One year after her first mission in the waters of Saint Martin, Fanny Kerninon returned to the island last May. Working with the Réserve, this scientist/diver visited four plant bed stations: Grand-Case, Rocher Créole, Galion, and Tintamare. Working on her thesis at the University of Western Brittany, and in collaboration with IFRECOR, for which she coordinates the observation of underwater plant beds for Overseas France, this young woman dives into tropical waters the world over, from the Caribbean Sea to the Indian Ocean. Her goal is to produce a “tool box” for the study of plant beds and the indicators that allow managers to follow the health status of “their” plant beds, which are very different one from the next. The challenge for Fanny is to develop a set of standard tools that can be used to study all types of underwater plant beds. She also represented Overseas France at the World Seagrass Conference, June 11- 17, 2018 in Singapore.

Did You Know?
Saint Martin is one of the major overseas sites where the study of plant beds has already been in place for 10 years. The Réserve Naturelle is one of the initiators of this collaborative study, which is considered to be very comprehensive by the scientists who are familiar with it.

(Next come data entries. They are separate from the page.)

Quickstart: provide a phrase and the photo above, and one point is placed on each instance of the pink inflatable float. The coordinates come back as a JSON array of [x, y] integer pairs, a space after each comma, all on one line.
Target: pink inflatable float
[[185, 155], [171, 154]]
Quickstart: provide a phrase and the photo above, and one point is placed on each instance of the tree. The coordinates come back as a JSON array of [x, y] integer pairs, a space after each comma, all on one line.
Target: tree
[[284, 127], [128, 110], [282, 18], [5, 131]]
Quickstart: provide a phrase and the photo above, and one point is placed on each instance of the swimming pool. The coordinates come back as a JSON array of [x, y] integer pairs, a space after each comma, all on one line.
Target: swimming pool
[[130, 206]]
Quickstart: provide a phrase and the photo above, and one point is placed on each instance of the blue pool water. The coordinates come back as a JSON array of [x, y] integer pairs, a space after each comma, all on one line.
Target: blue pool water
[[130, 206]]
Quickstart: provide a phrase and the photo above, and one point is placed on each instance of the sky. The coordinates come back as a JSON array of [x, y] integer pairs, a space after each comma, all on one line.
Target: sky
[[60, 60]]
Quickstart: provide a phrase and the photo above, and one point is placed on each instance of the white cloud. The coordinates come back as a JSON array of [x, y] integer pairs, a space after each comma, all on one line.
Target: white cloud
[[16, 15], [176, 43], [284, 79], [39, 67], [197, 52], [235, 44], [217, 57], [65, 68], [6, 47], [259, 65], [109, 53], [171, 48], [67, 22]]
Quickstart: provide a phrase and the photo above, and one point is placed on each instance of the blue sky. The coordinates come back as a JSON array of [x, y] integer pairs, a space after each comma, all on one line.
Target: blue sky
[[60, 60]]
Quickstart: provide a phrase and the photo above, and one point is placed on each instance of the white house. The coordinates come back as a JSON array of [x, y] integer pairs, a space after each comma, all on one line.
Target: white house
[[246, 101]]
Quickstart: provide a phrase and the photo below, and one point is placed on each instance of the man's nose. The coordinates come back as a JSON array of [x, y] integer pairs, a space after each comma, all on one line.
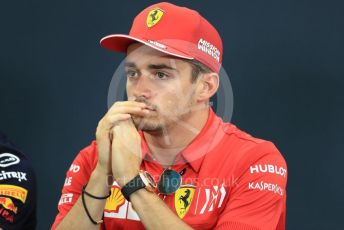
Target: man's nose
[[143, 87]]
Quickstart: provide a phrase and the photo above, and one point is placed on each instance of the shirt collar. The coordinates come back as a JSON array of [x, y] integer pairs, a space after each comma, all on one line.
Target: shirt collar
[[195, 152]]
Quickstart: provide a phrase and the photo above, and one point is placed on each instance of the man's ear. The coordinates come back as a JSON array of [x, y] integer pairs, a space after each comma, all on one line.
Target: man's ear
[[207, 86]]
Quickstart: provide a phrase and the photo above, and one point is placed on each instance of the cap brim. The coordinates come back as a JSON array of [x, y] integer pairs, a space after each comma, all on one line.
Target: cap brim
[[120, 43]]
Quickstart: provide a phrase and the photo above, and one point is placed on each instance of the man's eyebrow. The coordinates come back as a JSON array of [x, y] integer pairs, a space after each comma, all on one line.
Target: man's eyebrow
[[151, 66], [161, 66], [130, 64]]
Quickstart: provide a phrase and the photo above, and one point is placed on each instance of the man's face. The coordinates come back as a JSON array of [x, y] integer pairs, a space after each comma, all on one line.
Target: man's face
[[163, 83]]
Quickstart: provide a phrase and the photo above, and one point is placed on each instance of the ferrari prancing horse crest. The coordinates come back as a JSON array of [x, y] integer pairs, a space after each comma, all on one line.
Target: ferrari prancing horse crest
[[183, 198], [154, 17]]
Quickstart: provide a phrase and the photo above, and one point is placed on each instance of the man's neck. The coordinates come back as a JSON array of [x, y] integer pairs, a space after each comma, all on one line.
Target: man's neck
[[166, 145]]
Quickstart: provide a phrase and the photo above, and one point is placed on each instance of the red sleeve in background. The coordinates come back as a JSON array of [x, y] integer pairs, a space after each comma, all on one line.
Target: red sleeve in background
[[76, 177]]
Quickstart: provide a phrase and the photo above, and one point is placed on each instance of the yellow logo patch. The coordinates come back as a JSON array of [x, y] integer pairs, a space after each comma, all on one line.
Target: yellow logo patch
[[183, 198], [13, 191], [154, 17], [115, 201]]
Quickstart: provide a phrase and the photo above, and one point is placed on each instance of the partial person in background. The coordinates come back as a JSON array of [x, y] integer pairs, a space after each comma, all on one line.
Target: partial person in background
[[17, 188]]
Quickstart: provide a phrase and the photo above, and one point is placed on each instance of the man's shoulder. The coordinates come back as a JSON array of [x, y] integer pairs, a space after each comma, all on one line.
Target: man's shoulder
[[240, 146]]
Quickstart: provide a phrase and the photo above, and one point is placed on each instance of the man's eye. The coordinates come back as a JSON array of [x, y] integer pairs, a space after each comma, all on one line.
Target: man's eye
[[161, 75], [131, 74]]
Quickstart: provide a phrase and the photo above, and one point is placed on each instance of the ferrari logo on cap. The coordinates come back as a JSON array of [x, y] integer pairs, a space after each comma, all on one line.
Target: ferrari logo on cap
[[154, 17], [183, 198]]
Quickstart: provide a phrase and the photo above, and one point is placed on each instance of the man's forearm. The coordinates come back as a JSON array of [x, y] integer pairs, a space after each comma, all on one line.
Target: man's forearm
[[77, 217], [154, 213]]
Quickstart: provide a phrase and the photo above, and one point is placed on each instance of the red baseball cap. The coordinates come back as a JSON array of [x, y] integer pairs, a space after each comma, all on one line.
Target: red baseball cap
[[174, 30]]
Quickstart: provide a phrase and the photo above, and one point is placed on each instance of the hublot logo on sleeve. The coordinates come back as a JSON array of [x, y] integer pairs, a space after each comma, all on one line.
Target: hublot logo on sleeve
[[267, 168]]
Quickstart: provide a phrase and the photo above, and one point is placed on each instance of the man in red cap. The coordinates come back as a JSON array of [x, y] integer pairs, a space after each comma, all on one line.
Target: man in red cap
[[163, 159]]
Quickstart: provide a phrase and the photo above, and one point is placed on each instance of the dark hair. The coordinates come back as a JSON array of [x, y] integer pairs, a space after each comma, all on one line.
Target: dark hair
[[197, 69]]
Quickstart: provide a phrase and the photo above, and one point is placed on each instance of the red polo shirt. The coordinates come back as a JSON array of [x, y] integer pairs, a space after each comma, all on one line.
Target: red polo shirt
[[230, 180]]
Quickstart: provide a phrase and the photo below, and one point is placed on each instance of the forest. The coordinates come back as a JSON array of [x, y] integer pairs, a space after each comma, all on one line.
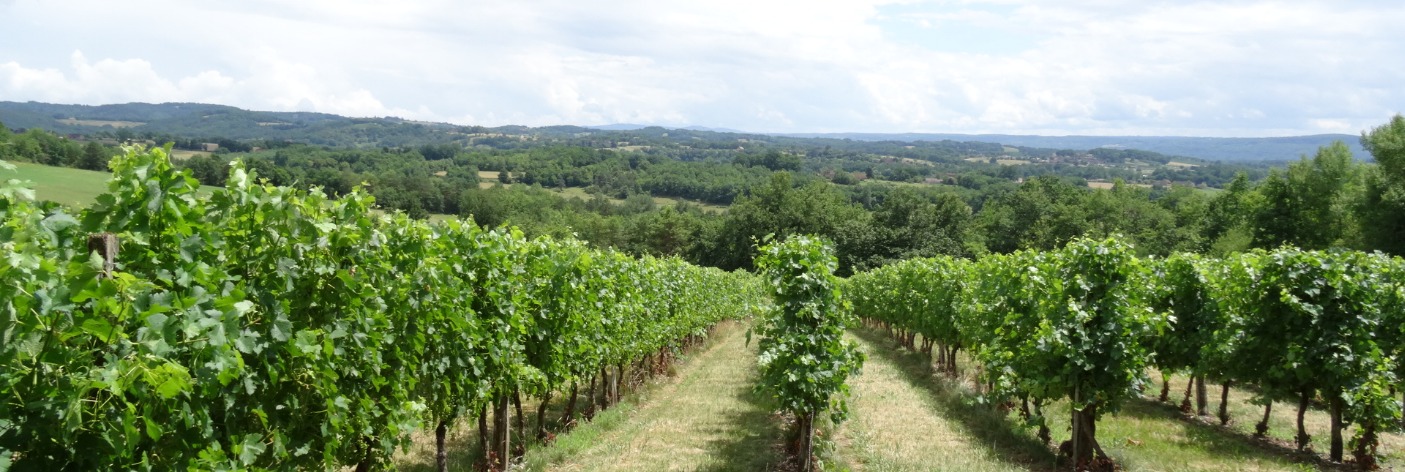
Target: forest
[[706, 195]]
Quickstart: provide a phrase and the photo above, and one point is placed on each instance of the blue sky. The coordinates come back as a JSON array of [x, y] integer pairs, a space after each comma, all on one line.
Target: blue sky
[[1002, 66]]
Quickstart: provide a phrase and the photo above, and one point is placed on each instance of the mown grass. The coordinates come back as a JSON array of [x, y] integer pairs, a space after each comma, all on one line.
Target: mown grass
[[1144, 436], [706, 419], [73, 187], [906, 420], [700, 417]]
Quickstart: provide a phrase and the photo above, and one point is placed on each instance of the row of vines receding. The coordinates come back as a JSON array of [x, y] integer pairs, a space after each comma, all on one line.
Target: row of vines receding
[[1088, 322], [266, 328]]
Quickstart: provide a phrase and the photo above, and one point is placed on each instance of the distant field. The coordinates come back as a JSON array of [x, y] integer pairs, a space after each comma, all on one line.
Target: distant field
[[1105, 184], [1002, 162], [100, 122], [183, 153], [73, 187]]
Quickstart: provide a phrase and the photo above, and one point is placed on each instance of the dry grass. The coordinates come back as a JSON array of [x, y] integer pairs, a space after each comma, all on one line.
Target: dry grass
[[184, 153], [707, 419], [1142, 436], [906, 420], [1282, 423]]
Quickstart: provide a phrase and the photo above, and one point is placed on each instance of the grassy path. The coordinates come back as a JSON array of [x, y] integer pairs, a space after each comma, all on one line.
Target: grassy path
[[706, 419], [904, 420], [908, 419]]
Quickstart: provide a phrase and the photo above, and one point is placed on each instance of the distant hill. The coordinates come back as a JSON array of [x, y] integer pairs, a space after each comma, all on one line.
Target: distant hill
[[193, 120], [1225, 149]]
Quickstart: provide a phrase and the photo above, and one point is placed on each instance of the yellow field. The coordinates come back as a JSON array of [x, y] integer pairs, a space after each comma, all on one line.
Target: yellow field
[[183, 153]]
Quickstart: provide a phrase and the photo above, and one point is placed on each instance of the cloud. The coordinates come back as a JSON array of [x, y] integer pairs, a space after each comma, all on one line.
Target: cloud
[[1225, 68]]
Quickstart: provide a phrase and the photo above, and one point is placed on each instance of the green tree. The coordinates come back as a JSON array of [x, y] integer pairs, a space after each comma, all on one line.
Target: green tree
[[1305, 205], [1381, 208]]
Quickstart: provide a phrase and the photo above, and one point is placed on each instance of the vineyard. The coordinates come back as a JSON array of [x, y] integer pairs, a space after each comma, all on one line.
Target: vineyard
[[264, 328], [1083, 325]]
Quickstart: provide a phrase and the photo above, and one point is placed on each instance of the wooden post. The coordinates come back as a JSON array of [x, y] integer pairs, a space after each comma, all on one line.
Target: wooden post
[[106, 246]]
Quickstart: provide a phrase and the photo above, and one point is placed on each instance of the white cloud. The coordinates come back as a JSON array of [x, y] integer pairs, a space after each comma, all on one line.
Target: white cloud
[[1223, 68]]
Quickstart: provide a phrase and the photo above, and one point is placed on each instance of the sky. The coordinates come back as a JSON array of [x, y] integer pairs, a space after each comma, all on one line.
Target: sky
[[963, 66]]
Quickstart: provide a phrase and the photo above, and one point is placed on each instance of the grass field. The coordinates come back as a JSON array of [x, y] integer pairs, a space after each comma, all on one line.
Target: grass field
[[73, 187], [100, 122], [488, 179]]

Une tortue verte sur Halophila - Green turtle on Halophila © Julien Chalifour
Une tortue verte sur Halophila - Green turtle on Halophila © Julien Chalifour

A team of American scientists from Florida International University (FIU), including Dr. Jeremy Kizska, spent time with the Réserve as part of their regional mission. On June 18- 22, 2018 in Tintamare’s Baie Blanche, green turtles were the focus of research designed to better understand their relationship with the plant beds currently colonized by Halophila stipulacea sea grass. This invasive species was introduced via anchors and ballast water from boats, and little by little gobbled up space in the underwater plant beds, where it is now in competition with two native species: Syringodium and Thalassia. The scientists observed the location of these underwater reptiles throughout the day, as well as their activities, as they tried to identify the different algae on their menu. This study will also allow for an estimation of the size of the turtle population that visits the plant beds in Baie Blanche, and if it was impacted by Irma. The first data reported by the Réserve was that they have not found any animal cadavers at the site. The data that still needs to be thoroughly analyzed seems to mark a major change in the habits of the sea turtles in Guadeloupe, as in Saint Martin, following Irma and the other meteorological events that took place in late 2017. This study should have also allowed for the taking of skin samples into order to open the door for the first local look at Fibropapillomatosis, a herpes virus that affects certain sea turtles around the world, and the factors that trigger the risk of this disease that scientists are just beginning to understand.